Whilst she has been very busy working and training, she has made certain that she has a good work-life balance. She said—and it's a great quote:
Watching my mum work as hard as she did as a single mum, instilled in me a good work ethic and has had a profound impact on how I approach my career and personal development.
She very much has ambitious goals. She wants to open her own business, she wants to work overseas and she wants to showcase her talent on an even greater international scale. I say to Jasmine: Well done. You have done not only yourself and your family but, indeed, your community proud.
The member for Newcastle brings this WorldSkills Competition 2024 motion to the House, and I commend her for that. I also note her dedication to TAFE. I know she has been on her feet a number of times during her parliamentary career to talk up the value of TAFE, and I share that passion with her, being a former TAFE student with quite a number of certificates from the Wagga Wagga college.
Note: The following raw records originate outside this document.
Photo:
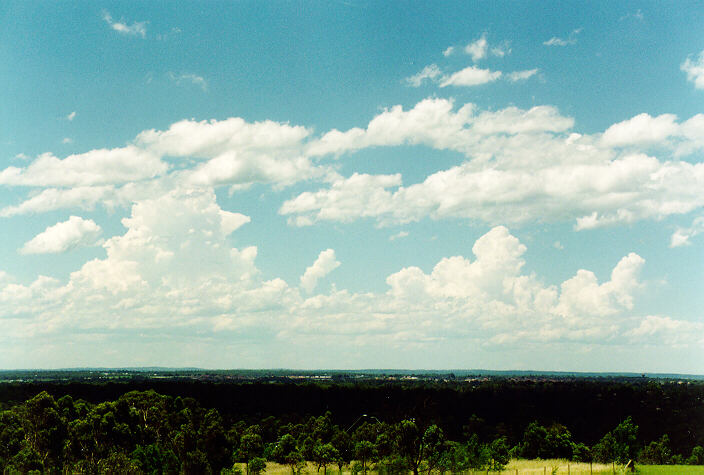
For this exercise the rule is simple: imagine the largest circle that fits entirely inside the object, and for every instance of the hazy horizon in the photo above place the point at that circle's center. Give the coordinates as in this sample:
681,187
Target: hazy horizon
352,184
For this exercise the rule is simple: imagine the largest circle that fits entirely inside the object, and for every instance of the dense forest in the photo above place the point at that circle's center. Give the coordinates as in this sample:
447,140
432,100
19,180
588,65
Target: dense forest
191,426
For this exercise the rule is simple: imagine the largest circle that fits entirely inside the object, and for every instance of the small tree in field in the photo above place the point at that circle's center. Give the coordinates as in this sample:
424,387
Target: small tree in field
256,465
324,455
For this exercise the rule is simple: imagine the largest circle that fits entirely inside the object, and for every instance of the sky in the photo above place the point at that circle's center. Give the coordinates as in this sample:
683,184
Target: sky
352,184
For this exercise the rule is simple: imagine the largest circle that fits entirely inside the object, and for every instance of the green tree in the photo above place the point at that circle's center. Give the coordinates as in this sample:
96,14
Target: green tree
415,446
43,427
499,456
364,452
256,465
657,452
324,455
619,444
697,456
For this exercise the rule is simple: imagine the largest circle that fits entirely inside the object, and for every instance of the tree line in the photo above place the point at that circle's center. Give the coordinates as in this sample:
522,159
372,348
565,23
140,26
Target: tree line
152,433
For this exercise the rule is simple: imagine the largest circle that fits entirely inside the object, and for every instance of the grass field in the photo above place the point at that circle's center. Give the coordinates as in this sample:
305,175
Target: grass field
526,467
671,469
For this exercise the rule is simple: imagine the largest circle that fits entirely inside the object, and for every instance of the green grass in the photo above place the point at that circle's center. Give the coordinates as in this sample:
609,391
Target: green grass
524,467
657,469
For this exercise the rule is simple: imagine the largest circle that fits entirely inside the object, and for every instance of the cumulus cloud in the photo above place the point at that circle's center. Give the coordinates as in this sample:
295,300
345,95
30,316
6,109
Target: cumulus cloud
189,78
135,29
695,70
173,271
470,76
522,75
655,329
236,152
570,40
64,236
428,73
522,165
97,167
640,130
323,265
682,236
478,48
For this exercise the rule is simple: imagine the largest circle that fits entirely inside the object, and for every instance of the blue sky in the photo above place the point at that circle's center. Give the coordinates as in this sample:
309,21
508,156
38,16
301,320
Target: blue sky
494,185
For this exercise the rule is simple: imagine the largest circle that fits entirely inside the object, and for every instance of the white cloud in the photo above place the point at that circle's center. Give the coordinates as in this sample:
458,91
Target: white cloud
323,265
695,70
470,76
359,196
150,281
660,330
64,236
681,237
209,139
522,75
398,235
135,29
582,295
522,165
52,199
570,40
190,78
477,49
97,167
640,130
428,73
599,194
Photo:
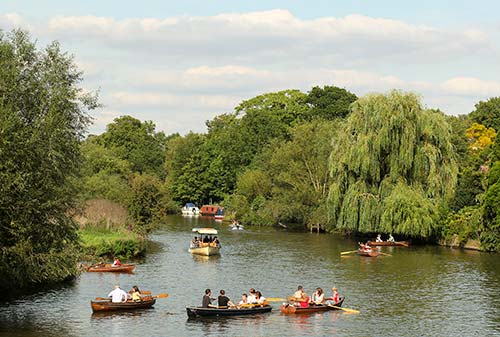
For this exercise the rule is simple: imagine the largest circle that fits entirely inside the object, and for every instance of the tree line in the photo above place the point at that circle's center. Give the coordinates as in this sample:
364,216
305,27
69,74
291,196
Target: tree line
381,163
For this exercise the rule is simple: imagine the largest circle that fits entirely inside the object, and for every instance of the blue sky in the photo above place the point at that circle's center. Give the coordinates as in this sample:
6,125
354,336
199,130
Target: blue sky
180,63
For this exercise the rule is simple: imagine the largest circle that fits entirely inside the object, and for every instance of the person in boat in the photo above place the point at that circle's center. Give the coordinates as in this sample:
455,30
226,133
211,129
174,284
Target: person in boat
116,262
318,297
252,296
195,242
244,301
207,300
135,294
224,301
335,297
260,299
118,295
365,247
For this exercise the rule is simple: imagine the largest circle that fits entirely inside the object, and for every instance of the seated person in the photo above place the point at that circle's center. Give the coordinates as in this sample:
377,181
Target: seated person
318,297
207,300
135,294
224,301
118,295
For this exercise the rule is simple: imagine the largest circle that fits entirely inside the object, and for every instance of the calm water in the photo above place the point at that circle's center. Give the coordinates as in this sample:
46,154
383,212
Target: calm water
418,291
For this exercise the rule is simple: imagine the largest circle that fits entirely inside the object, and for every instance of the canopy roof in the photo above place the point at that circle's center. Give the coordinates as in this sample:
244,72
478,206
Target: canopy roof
210,231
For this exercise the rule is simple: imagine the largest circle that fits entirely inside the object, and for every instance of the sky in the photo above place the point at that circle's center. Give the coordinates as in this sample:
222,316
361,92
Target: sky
181,63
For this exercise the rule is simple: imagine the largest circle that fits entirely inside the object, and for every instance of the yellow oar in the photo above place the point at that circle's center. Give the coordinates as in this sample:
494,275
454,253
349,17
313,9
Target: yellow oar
352,251
352,311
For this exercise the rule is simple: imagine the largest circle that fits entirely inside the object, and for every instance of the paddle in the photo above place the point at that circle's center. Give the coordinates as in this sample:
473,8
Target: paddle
352,251
275,299
352,311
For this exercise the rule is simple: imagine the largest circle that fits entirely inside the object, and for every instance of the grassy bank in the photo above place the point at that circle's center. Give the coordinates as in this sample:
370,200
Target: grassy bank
102,242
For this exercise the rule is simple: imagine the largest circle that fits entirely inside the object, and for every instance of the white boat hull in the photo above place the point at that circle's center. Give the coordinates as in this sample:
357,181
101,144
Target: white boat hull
205,251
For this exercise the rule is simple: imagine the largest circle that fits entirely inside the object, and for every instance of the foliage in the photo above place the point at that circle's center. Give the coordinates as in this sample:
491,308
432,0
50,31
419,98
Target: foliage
329,102
480,137
43,116
393,167
464,224
101,242
487,113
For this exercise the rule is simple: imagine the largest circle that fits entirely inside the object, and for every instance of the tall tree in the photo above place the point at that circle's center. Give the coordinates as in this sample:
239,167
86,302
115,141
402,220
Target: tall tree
43,116
393,167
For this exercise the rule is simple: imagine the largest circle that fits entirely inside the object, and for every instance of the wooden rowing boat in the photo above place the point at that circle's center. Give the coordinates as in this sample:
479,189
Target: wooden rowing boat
205,312
100,268
107,305
369,253
287,308
388,243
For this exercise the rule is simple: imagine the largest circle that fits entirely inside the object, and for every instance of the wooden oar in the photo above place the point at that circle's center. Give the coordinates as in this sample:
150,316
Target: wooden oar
352,311
350,252
161,296
275,299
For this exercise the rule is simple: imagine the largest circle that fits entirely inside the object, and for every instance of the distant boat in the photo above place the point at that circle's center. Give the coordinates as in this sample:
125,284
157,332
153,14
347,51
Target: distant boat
190,209
205,248
209,210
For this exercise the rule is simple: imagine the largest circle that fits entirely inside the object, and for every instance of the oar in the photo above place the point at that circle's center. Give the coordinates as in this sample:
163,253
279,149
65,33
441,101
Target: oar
275,299
352,251
161,296
352,311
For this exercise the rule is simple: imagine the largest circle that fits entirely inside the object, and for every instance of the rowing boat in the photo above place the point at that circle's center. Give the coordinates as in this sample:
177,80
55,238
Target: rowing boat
369,253
124,268
388,243
107,305
287,308
205,312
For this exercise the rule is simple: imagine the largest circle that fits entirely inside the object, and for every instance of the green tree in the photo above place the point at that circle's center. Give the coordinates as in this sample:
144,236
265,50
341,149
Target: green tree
43,116
487,113
393,167
329,102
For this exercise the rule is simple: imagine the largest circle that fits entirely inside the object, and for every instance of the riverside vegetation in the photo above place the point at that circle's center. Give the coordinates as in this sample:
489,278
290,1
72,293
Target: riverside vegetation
381,163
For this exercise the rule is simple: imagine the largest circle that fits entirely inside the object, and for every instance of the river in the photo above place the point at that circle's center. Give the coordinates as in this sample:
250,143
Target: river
417,291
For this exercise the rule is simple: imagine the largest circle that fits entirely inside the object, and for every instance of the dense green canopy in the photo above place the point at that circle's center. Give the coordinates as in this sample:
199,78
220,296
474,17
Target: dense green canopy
392,167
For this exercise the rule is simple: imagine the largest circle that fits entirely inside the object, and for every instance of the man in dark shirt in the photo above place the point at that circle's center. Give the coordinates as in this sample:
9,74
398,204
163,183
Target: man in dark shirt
223,300
207,300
But I heard the member for Gilmore criticise the opposition and our stance towards fee-free TAFE. What is being sold and what is being spruiked is not going to benefit entirely every single person who attempts to go and do a TAFE course. It is, just like the housing bills that this government has put forward, in that regard something of a misnomer.
Only in recent hours have we seen Labor and the Greens cosy up on housing bills. It is so typical—phony indignation. Pretend as though this were some terrible thing that the Greens weren't partnering, and all of a sudden, lo and behold, in the death throes of the parliamentary year, when the government is doing so badly, the Greens political party have come to the party and agreed with Labor on the government's housing reforms—as if they were never going to. Let's face it: they will both swap premises, as they always do, at the next election. This little lover's tiff has just been that: just feigned indignation. It is mock outrate as though it were never going to happen, and we all know that it certainly was.
This comes at a time when, according to corporate watchdog ASIC, there were 2,832 construction industry insolvency appointments for the 2024 financial year until 16 June, an increase of 28 per cent on the 2,213 insolvencies over the previous financial year. The construction industry is doing it tough. We hear Labor talk a big game about building 1.2 million homes. That's not going to happen, not in a month of Sundays. It's just not going to happen. They talk about it; they're not going to produce it. They talk about fee-free TAFE; it's not free. This is so typical of this government, which has a lot to answer for.